The presence of PCV2 DNA in the piglet plasma was analysed by TaqMan real time PCR to seek any evidence of PCV2 viraemia. Samples from the PBS control and the PPV single infected animals all tested negative for the presence of PCV2 DNA (data not shown). In contrast, PCV2 DNA was detected in plasma samples from four of the PCV2 single and all five of the PCV2/PPV dual infected animals at day 7 p.i. (average Ct value +/- SD of 38.9 +/- 5 and of 38.6 +/- 3.5 respectively). Interestingly, this apparent viraemia was transient; all other time points tested gave negative results (data not shown).

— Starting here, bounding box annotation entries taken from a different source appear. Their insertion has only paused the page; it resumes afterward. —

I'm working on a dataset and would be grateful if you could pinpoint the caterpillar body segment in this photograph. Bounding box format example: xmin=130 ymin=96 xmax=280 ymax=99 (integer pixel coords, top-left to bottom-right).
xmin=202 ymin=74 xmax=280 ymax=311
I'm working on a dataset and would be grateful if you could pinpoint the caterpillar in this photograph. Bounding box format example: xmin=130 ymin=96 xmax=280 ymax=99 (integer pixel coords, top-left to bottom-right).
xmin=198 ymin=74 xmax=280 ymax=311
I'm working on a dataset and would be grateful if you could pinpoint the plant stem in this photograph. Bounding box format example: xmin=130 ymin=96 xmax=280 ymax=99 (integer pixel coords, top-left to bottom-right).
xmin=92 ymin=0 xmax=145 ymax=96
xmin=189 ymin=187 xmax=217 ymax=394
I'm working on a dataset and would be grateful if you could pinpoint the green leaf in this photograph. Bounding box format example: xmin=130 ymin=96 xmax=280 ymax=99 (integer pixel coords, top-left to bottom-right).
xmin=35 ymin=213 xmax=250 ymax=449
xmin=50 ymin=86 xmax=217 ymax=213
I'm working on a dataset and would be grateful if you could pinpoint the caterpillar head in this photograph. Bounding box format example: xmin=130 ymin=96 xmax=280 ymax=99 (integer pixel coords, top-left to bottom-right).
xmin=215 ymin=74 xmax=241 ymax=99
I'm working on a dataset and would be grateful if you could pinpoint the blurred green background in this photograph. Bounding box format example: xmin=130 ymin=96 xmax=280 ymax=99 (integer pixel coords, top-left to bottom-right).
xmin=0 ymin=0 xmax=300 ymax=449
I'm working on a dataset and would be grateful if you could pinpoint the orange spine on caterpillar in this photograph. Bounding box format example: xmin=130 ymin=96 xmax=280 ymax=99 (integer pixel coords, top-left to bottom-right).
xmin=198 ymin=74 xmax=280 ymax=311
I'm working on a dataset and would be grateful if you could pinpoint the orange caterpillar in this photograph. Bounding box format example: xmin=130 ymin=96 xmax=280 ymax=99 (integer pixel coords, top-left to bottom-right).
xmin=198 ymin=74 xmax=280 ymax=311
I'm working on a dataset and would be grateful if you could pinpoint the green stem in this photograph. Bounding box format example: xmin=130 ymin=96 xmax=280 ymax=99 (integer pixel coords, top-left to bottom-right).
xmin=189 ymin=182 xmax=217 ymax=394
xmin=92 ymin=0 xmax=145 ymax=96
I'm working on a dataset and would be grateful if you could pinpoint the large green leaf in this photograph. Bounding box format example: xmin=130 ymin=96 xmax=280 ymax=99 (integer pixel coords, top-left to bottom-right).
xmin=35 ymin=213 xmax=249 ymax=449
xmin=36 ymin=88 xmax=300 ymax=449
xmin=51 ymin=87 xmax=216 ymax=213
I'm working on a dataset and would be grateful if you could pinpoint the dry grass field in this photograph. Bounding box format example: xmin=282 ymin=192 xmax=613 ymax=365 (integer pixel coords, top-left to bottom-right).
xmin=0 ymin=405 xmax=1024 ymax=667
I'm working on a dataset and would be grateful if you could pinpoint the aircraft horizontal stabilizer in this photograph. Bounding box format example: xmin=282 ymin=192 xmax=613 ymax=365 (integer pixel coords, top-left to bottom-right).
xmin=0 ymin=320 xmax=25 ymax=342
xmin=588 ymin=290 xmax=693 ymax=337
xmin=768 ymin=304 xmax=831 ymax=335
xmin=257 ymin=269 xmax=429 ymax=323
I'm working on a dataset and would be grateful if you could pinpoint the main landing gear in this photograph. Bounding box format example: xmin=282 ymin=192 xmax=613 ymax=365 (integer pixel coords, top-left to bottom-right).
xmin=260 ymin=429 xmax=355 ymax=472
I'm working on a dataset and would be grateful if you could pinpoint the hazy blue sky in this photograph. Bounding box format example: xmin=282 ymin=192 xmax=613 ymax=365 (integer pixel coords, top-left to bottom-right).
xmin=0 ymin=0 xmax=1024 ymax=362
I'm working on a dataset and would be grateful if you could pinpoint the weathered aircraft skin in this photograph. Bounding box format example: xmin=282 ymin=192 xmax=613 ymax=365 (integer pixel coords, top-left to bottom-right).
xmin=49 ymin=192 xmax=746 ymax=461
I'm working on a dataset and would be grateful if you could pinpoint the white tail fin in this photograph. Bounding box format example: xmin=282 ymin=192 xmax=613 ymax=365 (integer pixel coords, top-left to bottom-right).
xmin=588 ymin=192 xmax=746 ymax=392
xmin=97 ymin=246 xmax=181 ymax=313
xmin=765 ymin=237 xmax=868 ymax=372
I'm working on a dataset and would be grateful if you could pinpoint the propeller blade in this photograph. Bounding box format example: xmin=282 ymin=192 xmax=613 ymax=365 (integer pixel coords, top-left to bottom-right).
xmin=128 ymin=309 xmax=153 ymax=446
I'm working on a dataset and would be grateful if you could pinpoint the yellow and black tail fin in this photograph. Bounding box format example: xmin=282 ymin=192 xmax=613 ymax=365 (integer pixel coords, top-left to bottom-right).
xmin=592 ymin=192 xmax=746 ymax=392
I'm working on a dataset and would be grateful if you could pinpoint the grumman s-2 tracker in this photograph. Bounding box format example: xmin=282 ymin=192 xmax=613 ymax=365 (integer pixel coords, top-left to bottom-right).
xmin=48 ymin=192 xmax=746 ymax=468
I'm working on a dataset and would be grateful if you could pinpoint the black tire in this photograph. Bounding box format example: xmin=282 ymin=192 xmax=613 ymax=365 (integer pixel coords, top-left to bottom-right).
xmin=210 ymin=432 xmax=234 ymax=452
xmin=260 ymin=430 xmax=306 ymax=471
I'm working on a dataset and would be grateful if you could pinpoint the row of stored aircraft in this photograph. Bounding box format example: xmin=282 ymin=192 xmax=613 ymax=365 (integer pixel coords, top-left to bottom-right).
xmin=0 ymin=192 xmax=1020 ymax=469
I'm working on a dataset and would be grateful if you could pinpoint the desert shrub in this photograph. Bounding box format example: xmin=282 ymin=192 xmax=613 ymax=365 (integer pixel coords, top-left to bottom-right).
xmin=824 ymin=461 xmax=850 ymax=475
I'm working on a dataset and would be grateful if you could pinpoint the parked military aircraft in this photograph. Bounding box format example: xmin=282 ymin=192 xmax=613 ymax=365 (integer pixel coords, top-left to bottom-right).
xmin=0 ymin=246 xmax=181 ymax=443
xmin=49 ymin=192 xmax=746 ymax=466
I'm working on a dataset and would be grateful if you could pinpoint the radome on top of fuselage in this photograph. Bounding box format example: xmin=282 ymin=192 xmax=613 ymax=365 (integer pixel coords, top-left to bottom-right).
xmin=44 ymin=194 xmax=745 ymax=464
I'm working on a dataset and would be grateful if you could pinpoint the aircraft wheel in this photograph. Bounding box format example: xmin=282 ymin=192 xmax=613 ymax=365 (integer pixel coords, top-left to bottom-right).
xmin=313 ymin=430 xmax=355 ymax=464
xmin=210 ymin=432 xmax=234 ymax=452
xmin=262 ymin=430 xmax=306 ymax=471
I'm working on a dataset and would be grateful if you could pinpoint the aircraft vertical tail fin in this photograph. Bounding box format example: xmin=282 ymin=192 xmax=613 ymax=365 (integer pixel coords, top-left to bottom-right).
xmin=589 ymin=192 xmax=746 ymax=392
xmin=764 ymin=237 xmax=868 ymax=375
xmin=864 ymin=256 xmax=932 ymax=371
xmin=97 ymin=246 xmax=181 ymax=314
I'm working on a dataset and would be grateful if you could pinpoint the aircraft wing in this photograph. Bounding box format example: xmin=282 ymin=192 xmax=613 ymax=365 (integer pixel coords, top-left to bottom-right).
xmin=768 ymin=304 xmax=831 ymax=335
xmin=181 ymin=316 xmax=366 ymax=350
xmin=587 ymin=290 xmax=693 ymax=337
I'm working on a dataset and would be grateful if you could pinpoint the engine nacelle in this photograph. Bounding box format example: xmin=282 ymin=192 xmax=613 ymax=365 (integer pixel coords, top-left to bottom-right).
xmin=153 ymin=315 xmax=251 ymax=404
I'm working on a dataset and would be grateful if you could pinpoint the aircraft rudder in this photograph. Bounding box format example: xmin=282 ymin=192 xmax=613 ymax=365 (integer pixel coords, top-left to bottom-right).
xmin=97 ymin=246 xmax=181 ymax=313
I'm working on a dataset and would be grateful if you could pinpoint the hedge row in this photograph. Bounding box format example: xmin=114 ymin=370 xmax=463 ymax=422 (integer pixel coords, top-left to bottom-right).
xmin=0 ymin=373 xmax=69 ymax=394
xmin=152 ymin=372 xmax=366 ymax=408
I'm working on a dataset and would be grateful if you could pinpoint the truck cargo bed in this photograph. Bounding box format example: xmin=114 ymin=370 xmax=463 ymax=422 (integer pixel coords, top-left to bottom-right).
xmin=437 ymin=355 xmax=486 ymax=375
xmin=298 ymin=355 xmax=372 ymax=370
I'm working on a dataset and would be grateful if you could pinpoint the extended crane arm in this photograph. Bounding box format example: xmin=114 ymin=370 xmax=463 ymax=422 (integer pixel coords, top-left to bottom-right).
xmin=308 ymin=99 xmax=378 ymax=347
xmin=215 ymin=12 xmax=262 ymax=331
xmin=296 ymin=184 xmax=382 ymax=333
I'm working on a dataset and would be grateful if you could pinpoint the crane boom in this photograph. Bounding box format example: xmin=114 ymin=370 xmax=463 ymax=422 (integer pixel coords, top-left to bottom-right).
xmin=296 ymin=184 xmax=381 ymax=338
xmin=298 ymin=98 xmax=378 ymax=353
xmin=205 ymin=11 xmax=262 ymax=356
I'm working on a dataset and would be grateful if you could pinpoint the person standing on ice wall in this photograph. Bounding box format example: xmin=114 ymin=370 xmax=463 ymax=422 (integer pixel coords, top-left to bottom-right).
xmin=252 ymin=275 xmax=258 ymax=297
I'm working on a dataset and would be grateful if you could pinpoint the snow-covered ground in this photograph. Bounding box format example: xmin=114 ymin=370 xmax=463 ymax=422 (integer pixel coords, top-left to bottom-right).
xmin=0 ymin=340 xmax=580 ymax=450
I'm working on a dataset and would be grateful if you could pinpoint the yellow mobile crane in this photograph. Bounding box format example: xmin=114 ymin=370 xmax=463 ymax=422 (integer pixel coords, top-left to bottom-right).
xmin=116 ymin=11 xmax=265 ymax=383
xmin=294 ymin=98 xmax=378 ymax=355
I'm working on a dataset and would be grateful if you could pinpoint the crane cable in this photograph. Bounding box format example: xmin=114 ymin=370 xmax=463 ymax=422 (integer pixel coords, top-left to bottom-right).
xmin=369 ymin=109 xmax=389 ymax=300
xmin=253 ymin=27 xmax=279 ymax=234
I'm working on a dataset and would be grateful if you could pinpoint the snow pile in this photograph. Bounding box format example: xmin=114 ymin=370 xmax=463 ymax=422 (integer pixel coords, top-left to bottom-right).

Further analysis of PCV2 viraemia was attempted in terms of the presence of viral antigen in PBMC. Intracellular staining for the viral Capsid (Cap) protein by flow cytometry failed to detect antigen, neither in CD172a(SWC3)+ monocytes nor in CD4+ lymphocytes (data not shown).
PCV2/PPV dual infected animals display a transient decrease in leukocyte and lymphocyte counts
The total leukocytes were counted for individual animals in each group, and the group values compared statistically. A significant decrease in the leukocyte levels was detected in the PCV2 single and PCV2/PPV dual infected groups between days 7 and 10 p.i. (43 and 46 × 106 cells/ml respectively) compared with the PBS controls (data not shown). Interestingly, the PPV group showed the highest levels of leukocytes at this time (79 × 106cell/ml) (data not shown).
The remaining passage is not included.